Directed by William Dieterle
Nominated for 10 Oscars, Won 3
Wins Include: Best Picture, Best Supporting Actor, Best Writing (Screenplay)
Emile Zola was a poor writer. A hard stickler for facts (and controversial ones at that), he is continually told by police and his employers to stop writing such controversial work, and to mind his business. He does the exact opposite, and he finally writes a best selling novel, Nana, after meeting a French prostitute. He continues to write expose pieces and makes quite a name for himself. But as he becomes older, and starts to think he can now relax and work at his leisure, one of the biggest scandals in France happens, and he gets drawn in. The Dreyfus affair takes place. Captain Alfred Dreyfus was wrongly accused of giving military secrets to the Germans. Dreyfus, continually insisting his innocence, is set to prison for life on Devil's Island. The army, however, arrested Dreyfus under very little evidence, and the rest presented is sketchy at best. After several years, Mrs Dreyfus approaches Zola to help her, as she has absolute proof that her husband is innocent. For Zola to get involved, he knows it would likely mean being arrested and tried for Libel, but it's a risk he's willing to take if it means an innocent man's freedom.

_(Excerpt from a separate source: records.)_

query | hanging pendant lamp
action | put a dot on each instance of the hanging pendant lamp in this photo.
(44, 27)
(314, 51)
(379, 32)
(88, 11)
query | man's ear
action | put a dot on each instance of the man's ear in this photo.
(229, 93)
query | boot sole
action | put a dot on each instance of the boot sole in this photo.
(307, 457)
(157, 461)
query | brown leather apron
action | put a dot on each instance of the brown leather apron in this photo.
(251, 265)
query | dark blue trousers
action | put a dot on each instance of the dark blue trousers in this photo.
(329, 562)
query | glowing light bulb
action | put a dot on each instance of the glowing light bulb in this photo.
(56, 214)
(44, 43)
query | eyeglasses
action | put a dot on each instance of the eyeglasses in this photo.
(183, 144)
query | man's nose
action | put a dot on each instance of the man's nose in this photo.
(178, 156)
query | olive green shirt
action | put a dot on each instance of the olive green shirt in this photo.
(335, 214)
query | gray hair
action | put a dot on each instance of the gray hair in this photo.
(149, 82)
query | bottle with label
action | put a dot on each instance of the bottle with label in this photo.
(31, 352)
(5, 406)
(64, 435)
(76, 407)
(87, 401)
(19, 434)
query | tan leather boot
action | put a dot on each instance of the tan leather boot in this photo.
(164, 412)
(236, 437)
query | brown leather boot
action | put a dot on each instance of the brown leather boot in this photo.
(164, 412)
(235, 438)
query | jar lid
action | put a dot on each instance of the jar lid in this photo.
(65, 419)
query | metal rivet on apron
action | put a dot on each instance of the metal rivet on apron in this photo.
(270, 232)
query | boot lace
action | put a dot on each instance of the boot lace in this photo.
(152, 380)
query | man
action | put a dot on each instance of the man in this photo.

Admittedly, I had never heard of Emile Zola, or even the Dreyfus affair, though my husband was quick to explain that the Dreyfus affair was a very large scandal in France. And, after viewing this film, I can see why. While the film is entitled the Life of Emile Zola, it would more aptly be named along the lines of relating to the Dreyfus Affair, as this was the bulk of the story.

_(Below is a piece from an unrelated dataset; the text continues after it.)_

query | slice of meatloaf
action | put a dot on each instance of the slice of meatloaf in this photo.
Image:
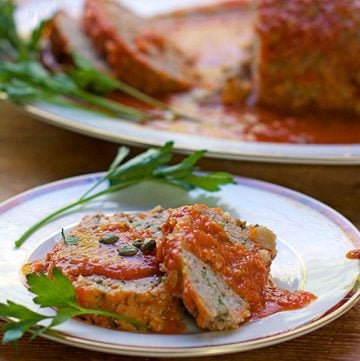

While the subject matter itself was interesting, the film itself did not get overly interesting until the last 45 minutes of the film or so, when we entered the trial, which was essentially the rest of the film. The trial, presently well and precisely, was interesting and the most well done part of the film.

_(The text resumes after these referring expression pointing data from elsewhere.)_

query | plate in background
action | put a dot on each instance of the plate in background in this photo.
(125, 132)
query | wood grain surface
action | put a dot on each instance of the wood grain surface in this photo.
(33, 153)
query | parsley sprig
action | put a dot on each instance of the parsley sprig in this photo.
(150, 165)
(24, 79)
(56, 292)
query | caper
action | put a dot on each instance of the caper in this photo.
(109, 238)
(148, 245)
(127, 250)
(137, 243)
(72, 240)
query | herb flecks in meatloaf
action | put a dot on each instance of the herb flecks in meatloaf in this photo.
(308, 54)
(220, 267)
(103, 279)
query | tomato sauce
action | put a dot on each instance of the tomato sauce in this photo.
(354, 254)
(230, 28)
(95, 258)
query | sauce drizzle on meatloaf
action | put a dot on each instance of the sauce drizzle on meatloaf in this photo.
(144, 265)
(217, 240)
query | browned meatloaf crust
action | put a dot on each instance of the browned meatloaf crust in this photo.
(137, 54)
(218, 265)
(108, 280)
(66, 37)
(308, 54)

The acting was well done in the film, and while the actor who portrayed Dreyfus had a relatively small-ish part, he was quite fantastic, and I definitely remembered his performance. A well deserved supporting actor win. As well, Paul Muni, who played Zola, was also really great as well, and was particularly awesome when laying the smack down and giving awesome speeches.
Overall, while the film could've been more interesting overall, the trial scenes were kind of interesting and were certainly the highlight of the film.